Entre 1952 et 1957, Berthold Goldschmidt, installé en Angleterre depuis une vingtaine d’années, écrit Mediterranean Songs pour voix élevée et orchestre. Le recueil, qui marque une crise puissante dans le parcours du musicien puisqu’il ne composera plus rien avant les années quatre-vingt, est créé à New York le 20 mai 1959, par le soprano Patricia Neway et l’Austro-étasunien Carl Bamberger à la tête du Mannes Orchestra. Disponible sur CD – par John Mark Ainsley et Gewandhausorchester de Leipzig sous la battue de Lothar Zagrosek (dans la série Entartete Musik, Decca, 1994) –, les Mediterranean Songs font partie de ces pages qu’on ne joue presque jamais. Le ténor Maximilian Schmitt [lire nos chroniques du 15 avril 2011, du 19 avril 2014 et du 6 novembre 2014] livre une interprétation infiniment sensible de ces miniatures dont convainc le lyrisme postmahlérien de Lines written in an album at Malta (George Byron). D’une vaillance héroïque dans The Centaurs (James Stephens), à l’instar des cuivres, en grande forme, le chanteur ménage une extrême douceur à l’élégiaque Nemea (Lawrence Durrell). À l’accompagnement plus sensuel d’Oliver Trees (Bernard Spencer), conclu dans une emphase dramatique qui rappelle Goldschmidt compositeur d’opéra [lire notre chronique de Beatrice Cenci], succède le balancement idyllique et flatteur de The Old Ships (James Elroy Fleckers), ballade à mi-chemin entre Britten et Mahler, avec son refrain rythmique tendu et son ultime couplet esquissé en coda. Maximilian Schmitt affirme un art de la nuance éprouvé et une souplesse vocale séduisante, au rendez-vous de l’amer Lied d’après Percy Bysshe Shelley, Stanzas written in dejection near Neaples, ample crescendo explosant dans un dru climax.

Nous restons ensuite dans le domaine de l’entartete Musik avec Franz Schreker et sa Kammersinfonie de 1916, dont la première eut lieu à Vienne au printemps 1917. L’exquise tendresse du Langsam initial bénéficie d’une approche raffinée, propre à mettre en valeur la secrète moire du compositeur, typique de cette manière bien à lui de conjuguer les timbres. La lecture de Metzmacher (qui a d’ailleurs enregistré l’intégrale des symphonie d’Hartmann avec cet orchestre, en 1999) lui confère une couleur claire, presque debussyste, où l’Allegro vient faire danser son impalpable carillon – on pense forcément à Der ferne Klang [lire nos chroniques du 19 avril 2019 et du 6 avril 2020] et Die Gezeichneten [lire nos chroniques du 18 avril 2004, du 4 août 2005, du 27 avril 2013, du 17 mars 2015 et du 7 juillet 2017]. Un soin amoureux de chaque détail caractérise le subtil Adagio qui, par la vigueur expressive, prend bientôt ses atours d’épopée. Le souvenir de Mahler se fait entendre dans le facétieux Scherzo dont la danse ancienne est rehaussée par des scintillements diamantés, décidément schrekérien (harpe, célesta, piano), bien qu’hérités de Strauss (Der Rosenkavalier a six ans à peine, et Die Frau ohne Schatten naîtrait deux hiver plus tard).

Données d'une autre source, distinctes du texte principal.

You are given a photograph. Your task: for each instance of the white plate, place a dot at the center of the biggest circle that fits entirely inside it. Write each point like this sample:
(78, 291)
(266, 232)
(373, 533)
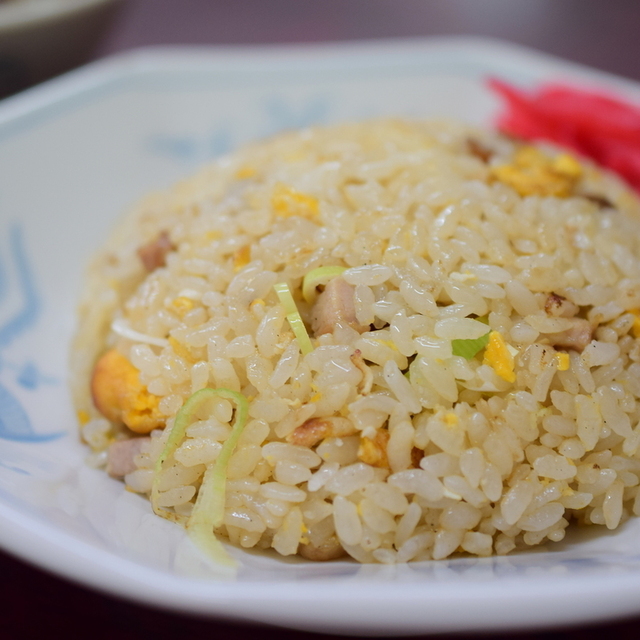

Après l’urgence flamboyante de Ziemlich bewegt, ponctuée par un trait de hautbois solo fort bien tenu par Andreï Godik, le motif liminaire revient une dernière fois, ultime Langsam lyrique à s’éteindre dans une paix recouvrée.

Les Bamberger Sinfoniker ont commandé à plusieurs compositeurs des Encore dont ils assurent la création mondiale. Ce soir, c’est le tour de Sakura de Toshio Hosokawa de sonner. Ouverte dans un mystère pianississimo, feutré, la pièce, dont l’intensité gagne un effectif nettement plus développé, s’enfle tel un thrène assez prenant. En avril fleurissent les cerisiers du Japon (Sakura), symboles du printemps mais encore de l’éphémère. Lorsque le tutti se tait, la flûte, seule, parle encore un peu. La discrète finesse de ce bref moment musical rend parfaitement compte de la personnalité artistique du compositeur [lire nos chroniques d’Hanjo, Matsukaze, The raven, Aeolus–Re-turning III, Stilles Meer, Futari Shizuka, the maiden from the sea, In der Tiefe, Erdbeben, Träume, Cloudscape, Singing Garden et Regentanz]. Si l’on dit souvent la vie éphémère, ou la jeunesse ou la beauté, les circonstances sanitaires invitent à espérer éphémère l’adversité actuelle et à croire plus que jamais en la beauté.